She wouldn’t have thought that before today. The way he was looking at her made her feel braver. A bit reckless. “What else is there to do with a life than spend it?”
“Fetch the champagne, Armand,” the boy said, his gaze not leaving her. “Let’s celebrate.”
“I’m not your servant,” the pale boy snapped from inside the basket. “Besides, it’s going to rain.”
It was true. Behind the trees, anvil-shaped clouds loomed. Their bottoms were iron-gray with rain. Soon the storm would be upon them.
“I know it’s going to rain,” Lazare said. “Tell me, quickly—why did you do it?”
Camille shifted her weight, uncomfortable. How could she explain? After her parents died, her life had become so narrow, tight as a fetter.

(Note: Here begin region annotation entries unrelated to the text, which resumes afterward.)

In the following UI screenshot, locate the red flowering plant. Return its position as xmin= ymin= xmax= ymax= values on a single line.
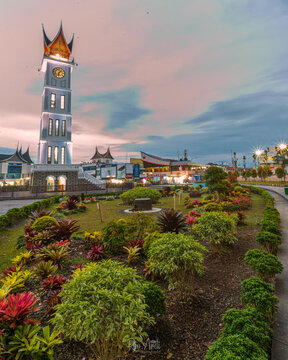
xmin=41 ymin=275 xmax=68 ymax=294
xmin=71 ymin=263 xmax=86 ymax=270
xmin=185 ymin=215 xmax=198 ymax=226
xmin=84 ymin=196 xmax=96 ymax=203
xmin=189 ymin=210 xmax=201 ymax=217
xmin=0 ymin=292 xmax=40 ymax=328
xmin=233 ymin=197 xmax=252 ymax=210
xmin=127 ymin=238 xmax=144 ymax=249
xmin=87 ymin=245 xmax=105 ymax=261
xmin=186 ymin=200 xmax=203 ymax=209
xmin=1 ymin=263 xmax=23 ymax=279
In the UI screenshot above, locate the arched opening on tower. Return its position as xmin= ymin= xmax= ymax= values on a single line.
xmin=46 ymin=176 xmax=55 ymax=191
xmin=58 ymin=176 xmax=66 ymax=191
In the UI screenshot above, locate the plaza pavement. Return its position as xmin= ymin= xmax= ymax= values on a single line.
xmin=250 ymin=185 xmax=288 ymax=360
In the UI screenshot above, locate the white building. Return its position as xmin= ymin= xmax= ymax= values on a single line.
xmin=38 ymin=23 xmax=74 ymax=164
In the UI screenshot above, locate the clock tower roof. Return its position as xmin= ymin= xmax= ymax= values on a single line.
xmin=42 ymin=21 xmax=74 ymax=61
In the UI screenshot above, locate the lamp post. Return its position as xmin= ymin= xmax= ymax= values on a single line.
xmin=276 ymin=143 xmax=288 ymax=182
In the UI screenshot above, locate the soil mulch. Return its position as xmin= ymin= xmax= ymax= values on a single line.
xmin=26 ymin=221 xmax=259 ymax=360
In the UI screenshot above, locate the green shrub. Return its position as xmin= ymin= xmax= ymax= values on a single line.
xmin=148 ymin=233 xmax=207 ymax=288
xmin=204 ymin=202 xmax=223 ymax=211
xmin=157 ymin=209 xmax=187 ymax=234
xmin=234 ymin=185 xmax=243 ymax=192
xmin=125 ymin=212 xmax=158 ymax=239
xmin=143 ymin=281 xmax=166 ymax=317
xmin=193 ymin=212 xmax=237 ymax=246
xmin=31 ymin=216 xmax=57 ymax=232
xmin=102 ymin=221 xmax=127 ymax=254
xmin=256 ymin=231 xmax=282 ymax=255
xmin=143 ymin=231 xmax=162 ymax=255
xmin=204 ymin=335 xmax=268 ymax=360
xmin=263 ymin=206 xmax=281 ymax=224
xmin=5 ymin=208 xmax=21 ymax=225
xmin=262 ymin=220 xmax=281 ymax=236
xmin=120 ymin=186 xmax=161 ymax=205
xmin=222 ymin=307 xmax=271 ymax=352
xmin=16 ymin=235 xmax=26 ymax=250
xmin=51 ymin=260 xmax=154 ymax=360
xmin=241 ymin=276 xmax=278 ymax=319
xmin=244 ymin=249 xmax=283 ymax=280
xmin=7 ymin=324 xmax=63 ymax=360
xmin=0 ymin=215 xmax=8 ymax=229
xmin=245 ymin=185 xmax=274 ymax=206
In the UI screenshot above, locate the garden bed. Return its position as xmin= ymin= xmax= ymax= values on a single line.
xmin=2 ymin=188 xmax=265 ymax=360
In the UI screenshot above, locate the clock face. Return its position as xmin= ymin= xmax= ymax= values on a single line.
xmin=53 ymin=67 xmax=65 ymax=79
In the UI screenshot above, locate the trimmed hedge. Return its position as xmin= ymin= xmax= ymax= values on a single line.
xmin=0 ymin=195 xmax=62 ymax=231
xmin=120 ymin=186 xmax=162 ymax=205
xmin=204 ymin=335 xmax=268 ymax=360
xmin=204 ymin=186 xmax=283 ymax=360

But sometimes surviving wasn’t enough. A person needed more than a roof and food. She needed to hope, to believe she could do something.
“I thought I could,” she said.
“We wouldn’t have needed her help if we hadn’t run out of fuel,” the other boy said, coming forward. He was slight, narrow-shouldered, a streak of white running through his brown hair like a badger’s. His fingers were stained blue with ink and black with soot; in his hand he held a pair of shell-rimmed glasses which he polished determinedly on his sleeve. “That was your job, Lazare.”
“Mademoiselle, may I introduce our head engineer, Monsieur Armand?”
Camille curtsied, but the badger-haired boy merely nodded and went on talking. “You should have brought more straw for fuel!” He polished his glasses harder. “The air in the balloon got too cold.”
“And extra fuel would have helped?”
“More straw equals more heat!” Armand said.
It isn’t as simple as that, Camille thought. “When you burn your fuel, you also burn some of your ballast, don’t you?”
The boy replaced his glasses and squinted at her. “And?”
“And then, if you need to rise, you’ve nothing to throw over to lighten the load.”
A fierce blush crept up the boy’s neck. “How could you possibly know that?”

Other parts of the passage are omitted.